In fact, the lockdown has clearly given the group a fillip beyond the world of academia, with the company saying in its half-year results to the end of August 2020 that online book sales and e-book revenues were “significantly higher” than the year before.
The company saw a 47% year-on-year rise in sales of its digital resources, which offer a better margin than good old-fashioned physical books.
The magic margin effect can be seen from the fact that group revenues rose a respectable 10% to £78.3mln from £71.3mln at the interim stage last year while underlying profit before tax rose by an eye-catching 60% to £4.0mln from £2.5mln the previous year.
It was the best half-year earnings figure for the company since 2008 and exceeded the board’s expectations.
Cash-rich and looking for acquisitions
The group ended August 2020 with net cash of £44.1mln, having moved early after the first UK lockdown to tap the market for around £8.4mln through the issue of shares at 223.25p.
Those shares are now trading at 287p, having perked up from around 210p in late October when the company published its sparkling interims.
Small wonder that the company felt confident enough to resume paying cash dividends, with an interim pay-out of 1.28p that was unchanged from the previous year’s interim divi.
Prior to the release of the interims, analysts were expecting the publisher to churn out a full-year underlying profit of £12.1mln on revenue of £161.8mln; those expectations have now shifted northwards to profit of £13.2mln on revenue of £163mln after the company issued a trading update late last month in which it said it continues to trade ahead of expectations.
Lest you get the impression that the focus on becoming primarily a B2B publisher means the company has lost its touch in the Consumer market, Bloomsbury reported last month that this division enjoyed strong trading, driven by a surge in reading during the lockdown, which came as a surprise to those of us who do most of our reading on the daily commute (which currently consists of a trip down a flight of stairs for many of us).

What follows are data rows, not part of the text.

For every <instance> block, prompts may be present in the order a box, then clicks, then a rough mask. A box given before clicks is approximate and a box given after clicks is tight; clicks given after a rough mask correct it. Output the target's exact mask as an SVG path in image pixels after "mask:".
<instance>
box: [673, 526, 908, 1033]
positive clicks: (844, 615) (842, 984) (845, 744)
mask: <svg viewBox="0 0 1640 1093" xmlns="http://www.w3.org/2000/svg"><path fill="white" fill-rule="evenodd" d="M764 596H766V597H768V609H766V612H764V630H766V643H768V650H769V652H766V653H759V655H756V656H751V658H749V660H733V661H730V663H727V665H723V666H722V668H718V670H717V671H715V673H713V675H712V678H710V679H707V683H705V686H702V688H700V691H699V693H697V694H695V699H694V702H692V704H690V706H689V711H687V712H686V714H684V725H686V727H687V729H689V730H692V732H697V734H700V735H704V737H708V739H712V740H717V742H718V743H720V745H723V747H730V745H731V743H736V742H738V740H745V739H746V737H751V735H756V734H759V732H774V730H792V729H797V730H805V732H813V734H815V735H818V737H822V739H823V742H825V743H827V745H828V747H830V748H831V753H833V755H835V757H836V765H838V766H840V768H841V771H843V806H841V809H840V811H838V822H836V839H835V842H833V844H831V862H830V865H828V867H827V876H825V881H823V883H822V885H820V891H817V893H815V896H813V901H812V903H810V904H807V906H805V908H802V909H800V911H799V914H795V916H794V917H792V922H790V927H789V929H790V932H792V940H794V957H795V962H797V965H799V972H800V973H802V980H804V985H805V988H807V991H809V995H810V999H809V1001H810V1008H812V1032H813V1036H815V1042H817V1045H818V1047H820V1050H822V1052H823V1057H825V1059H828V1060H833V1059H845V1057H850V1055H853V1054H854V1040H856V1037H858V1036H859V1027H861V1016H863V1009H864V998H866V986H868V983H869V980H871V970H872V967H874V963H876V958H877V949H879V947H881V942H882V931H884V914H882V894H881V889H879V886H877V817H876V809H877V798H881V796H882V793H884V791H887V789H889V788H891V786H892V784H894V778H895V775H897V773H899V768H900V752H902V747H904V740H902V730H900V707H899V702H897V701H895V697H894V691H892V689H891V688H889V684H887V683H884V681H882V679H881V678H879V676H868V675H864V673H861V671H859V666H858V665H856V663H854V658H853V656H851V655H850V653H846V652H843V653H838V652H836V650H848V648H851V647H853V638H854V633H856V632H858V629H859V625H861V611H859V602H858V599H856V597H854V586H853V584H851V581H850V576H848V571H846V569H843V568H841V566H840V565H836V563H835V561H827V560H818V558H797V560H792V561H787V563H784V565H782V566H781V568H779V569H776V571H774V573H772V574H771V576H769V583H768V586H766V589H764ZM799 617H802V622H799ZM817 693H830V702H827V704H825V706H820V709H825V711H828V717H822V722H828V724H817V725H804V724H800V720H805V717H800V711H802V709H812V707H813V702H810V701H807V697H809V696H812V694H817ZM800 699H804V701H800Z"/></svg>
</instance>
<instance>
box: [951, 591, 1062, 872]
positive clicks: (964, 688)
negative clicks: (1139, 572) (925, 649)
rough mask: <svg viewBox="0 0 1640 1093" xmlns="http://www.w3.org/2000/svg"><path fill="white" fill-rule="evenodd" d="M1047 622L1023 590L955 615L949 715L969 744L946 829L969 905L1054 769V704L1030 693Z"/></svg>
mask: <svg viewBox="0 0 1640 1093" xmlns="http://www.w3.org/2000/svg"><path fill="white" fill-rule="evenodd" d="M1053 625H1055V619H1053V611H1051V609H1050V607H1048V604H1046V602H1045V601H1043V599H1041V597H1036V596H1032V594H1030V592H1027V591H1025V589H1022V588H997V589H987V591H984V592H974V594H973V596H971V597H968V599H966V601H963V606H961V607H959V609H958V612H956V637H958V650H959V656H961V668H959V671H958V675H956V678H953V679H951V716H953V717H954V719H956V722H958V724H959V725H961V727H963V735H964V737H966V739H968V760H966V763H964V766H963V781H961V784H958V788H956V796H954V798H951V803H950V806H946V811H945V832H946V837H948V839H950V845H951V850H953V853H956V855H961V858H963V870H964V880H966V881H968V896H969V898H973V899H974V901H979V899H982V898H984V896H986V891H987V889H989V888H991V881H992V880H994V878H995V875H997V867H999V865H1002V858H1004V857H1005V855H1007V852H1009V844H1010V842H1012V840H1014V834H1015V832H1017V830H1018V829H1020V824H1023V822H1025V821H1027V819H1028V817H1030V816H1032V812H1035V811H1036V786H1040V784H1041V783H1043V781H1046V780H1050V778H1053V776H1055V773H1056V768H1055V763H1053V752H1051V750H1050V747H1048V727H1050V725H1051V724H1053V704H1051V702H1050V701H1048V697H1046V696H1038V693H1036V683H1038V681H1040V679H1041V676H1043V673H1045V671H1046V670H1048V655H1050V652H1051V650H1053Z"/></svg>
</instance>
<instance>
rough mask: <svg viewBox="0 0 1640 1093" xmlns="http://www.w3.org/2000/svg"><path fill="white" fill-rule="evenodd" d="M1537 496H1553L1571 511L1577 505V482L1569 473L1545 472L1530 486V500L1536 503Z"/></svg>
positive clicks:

What’s more, it’s not just e-books that are flying off the virtual shelves; according to market research group Nielsen, the volume of print books sold in the UK in 2020 was up 5.2% on 2019.
Looking ahead, the market is wondering what Bloomsbury will do with its cash pile.
The company, which has made 16 acquisitions since 2008, is actively considering acquisition opportunities in line with its long-term growth strategy of growing its Non-Consumer portfolio.
So, the year 2020 may be behind us but Project 2020 is still alive and kicking.
The board is also keen to expand international revenues and reduce its reliance on the UK market, where it currently earns around one-third of its revenues.
Finally, tucked away October’s interim results statement was a commitment to ensure that each year new children discover a certain series of books featuring a young bespectacled wizard.
Given that the first book in the series, Harry Potter and the Philosopher’s Stone was the fifth best-selling children’s book in the first ten months of 2020 (and likely featured on a lot of Christmas lists) in the UK, there seems little danger of the golden goose failing to carry on laying the golden eggs for a while yet.
As Bloomsbury said in its interim results, “the short-term is difficult to predict because of the pandemic” but the odds on a happy ending look good.